图像识别和卷积神经网络

作者: 又双叒叕苟了一天 | 来源:发表于2018-08-03 11:05 被阅读0次

TensorFlow 实战Google深度学习框架（第2版）第六
卷积神经网络学习（一）滤波器意义
深度学习入门--卷积神经网络-卷积层
深度学习算法通俗
卷积神经网络
Task03 字符识别模型
学习笔记TF027:卷积神经网络
CNN详解-基于python基础库实现的简单CNN
RNN理解笔记
卷积神经网络

应用：自然语言处理、医药发现、灾难气候发现、围棋人工智能等

和全连接的神经网络之间的差异：相邻层之间只有部分节点相连，为了展示每一层神经元的维度，一般会将每一层卷积层的节点组织成一个三维矩阵。

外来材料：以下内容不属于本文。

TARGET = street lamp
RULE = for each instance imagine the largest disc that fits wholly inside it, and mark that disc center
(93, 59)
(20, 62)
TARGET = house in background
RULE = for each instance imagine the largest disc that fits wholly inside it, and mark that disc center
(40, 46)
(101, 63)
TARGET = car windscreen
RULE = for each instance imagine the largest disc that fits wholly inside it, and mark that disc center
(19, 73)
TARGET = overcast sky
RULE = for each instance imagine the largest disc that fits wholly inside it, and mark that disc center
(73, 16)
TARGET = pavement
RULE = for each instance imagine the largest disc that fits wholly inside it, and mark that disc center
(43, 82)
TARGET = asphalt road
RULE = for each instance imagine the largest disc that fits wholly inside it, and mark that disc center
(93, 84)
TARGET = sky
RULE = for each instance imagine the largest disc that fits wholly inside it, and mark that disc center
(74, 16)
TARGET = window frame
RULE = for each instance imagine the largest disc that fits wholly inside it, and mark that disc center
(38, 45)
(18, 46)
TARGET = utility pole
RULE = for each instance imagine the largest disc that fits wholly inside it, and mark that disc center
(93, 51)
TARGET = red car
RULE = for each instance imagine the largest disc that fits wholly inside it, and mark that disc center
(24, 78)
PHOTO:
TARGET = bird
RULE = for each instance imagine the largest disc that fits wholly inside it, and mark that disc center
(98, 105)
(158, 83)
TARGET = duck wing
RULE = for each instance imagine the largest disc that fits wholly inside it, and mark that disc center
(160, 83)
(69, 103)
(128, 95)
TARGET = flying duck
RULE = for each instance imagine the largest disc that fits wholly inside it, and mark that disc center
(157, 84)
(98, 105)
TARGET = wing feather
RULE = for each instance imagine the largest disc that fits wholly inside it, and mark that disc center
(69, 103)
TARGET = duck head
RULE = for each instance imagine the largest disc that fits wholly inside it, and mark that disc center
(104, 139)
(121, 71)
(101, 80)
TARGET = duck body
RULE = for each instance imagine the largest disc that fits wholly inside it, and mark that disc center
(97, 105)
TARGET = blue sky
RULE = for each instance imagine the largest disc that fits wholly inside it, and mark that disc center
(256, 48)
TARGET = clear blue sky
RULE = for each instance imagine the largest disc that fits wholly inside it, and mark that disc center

在图像识别中，全连接网络的缺点：参数增多导致计算速度减慢，容易导致过拟合问题。

卷积神经网络的组成

主要由以下5种结构组成：

输入层：用三维矩阵代表一张图片，矩阵的长宽代表图片的大小，矩阵的深度代表图像的色彩通道，如黑白为1，RGB为3。
卷积层：卷积层的输入是上一层神经网络的一小块，通常大小为 $3\times3$ 或 $5\times5$ 。它试图对神经网络的每一小块进行更加深入的分析得到抽象程度更高的特征。一般来说，通过卷积层处理后的结点矩阵深度会增加。
池化层：不会改变三维矩阵的深度，但是能够缩小矩阵的大小，达到减少参数的目的。可以看做将一个分辨率较高的图片转化为分辨率较低图片的过程。
全连接层：经过多轮卷积和池化后，经过1-2个全连接层来进行输出。可以将卷积和池化层看做特征提取，最后的全连接层来进行分类。
softmax层：转化为概率分布。

卷积层

过滤器（filter）是卷积层的中最重要的部分，也可以叫做内核（kernel）。

过滤器尺寸通常为 $3\times3$ 或 $5\times5$ ，它将要处理的节点矩阵上尺寸大小的一块处理成一个单位大小，深度为过滤器深度的一个三维矩阵。

一般卷积层是不改变节点矩阵大小的。通常采用补0或者改变步长来调整大小。

如果一个卷积层使用的尺寸是 $5\times5$ ，深度为16，则参数有 $5\times5\times3\times16+16=1216$ 个，当用全连接去处理 $32\times32\times3$ 的输入矩阵时，参数有1.5M个。可见，卷积神经网络大大减少了参数个数。

卷积层的前向推导代码：

import tensorflow as tf

filter_weight = tf.get_variable("weights", [5, 5, 3, 16], initializer=tf.truncated_normal_initializer(stddev=0.1))

biases = tf.get_variable("biases", [16], initializer=tf.constant_initializer(0.1))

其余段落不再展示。